Opinion
July 11, 1961
(Consolidated Appeals.) Appeals by defendant: (1) from a judgment of the County Court, Queens County, rendered February 24, 1960, convicting him, after a jury trial, of two counts of forgery in the third degree (Penal Law, § 889-b), in that he falsely made, altered, forged and counterfeited, two doctors' prescriptions, and sentencing him to serve a term of 2 1/2 to 5 years on each count, such sentences to be served consecutively; (2) from an order of said court, dated December 14, 1960, denying, without a hearing, his coram nobis application to vacate said judgment; and (3) from so much of an order of said court, dated January 16, 1961, as on reargument adhered to the court's original decision denying his coram nobis application.

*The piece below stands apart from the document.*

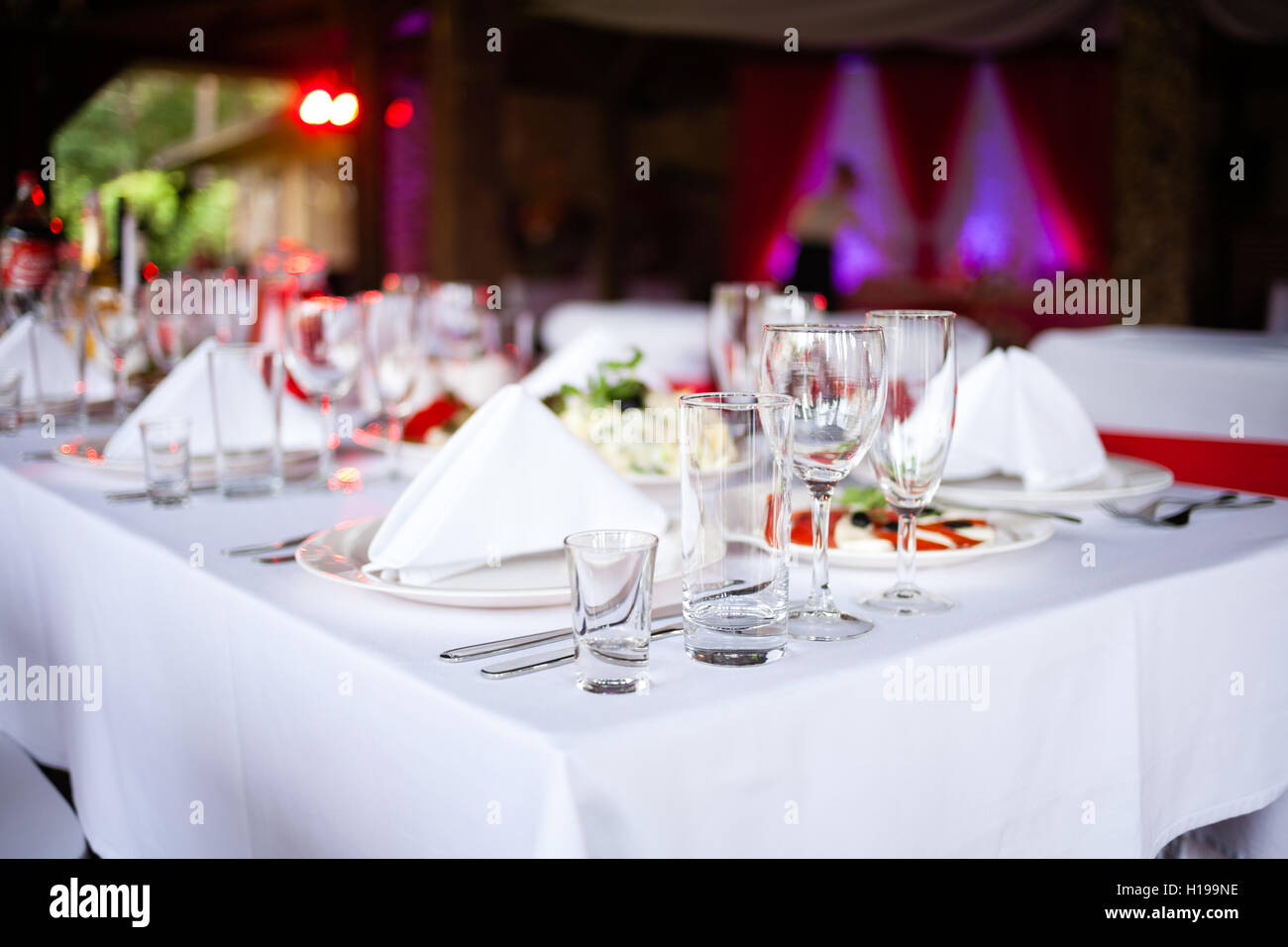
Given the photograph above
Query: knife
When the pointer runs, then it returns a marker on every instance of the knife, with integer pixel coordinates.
(553, 659)
(472, 652)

Judgment reversed on the law and the facts, and a new trial ordered. In our opinion, it was prejudicial error to allow the jury to consider a plea of guilty which had been withdrawn by permission of the court, and to permit the prosecutor on the People's case in chief to use such plea as proof of the defendant's guilt ( People v. Spitaleri, 9 N.Y.2d 168). The prosecutor's repeated references to such prior plea of guilt in his opening and in his summation, and the learned Trial Judge's reference to it in his charge to the jury, even though defense counsel raised no objection or exception to such reference by the Trial Judge, served to deprive defendant of a fair trial ( People v. Rehm, 13 A.D.2d 844). Appeal from orders, dated December 14, 1960 and January 16, 1961, dismissed as academic. Ughetta, Kleinfeld, Pette and Brennan, JJ., concur; Nolan, P.J., concurs in the dismissal of the appeal from the orders, but dissents from the reversal of the judgment and the granting of a new trial, and votes to affirm the judgment.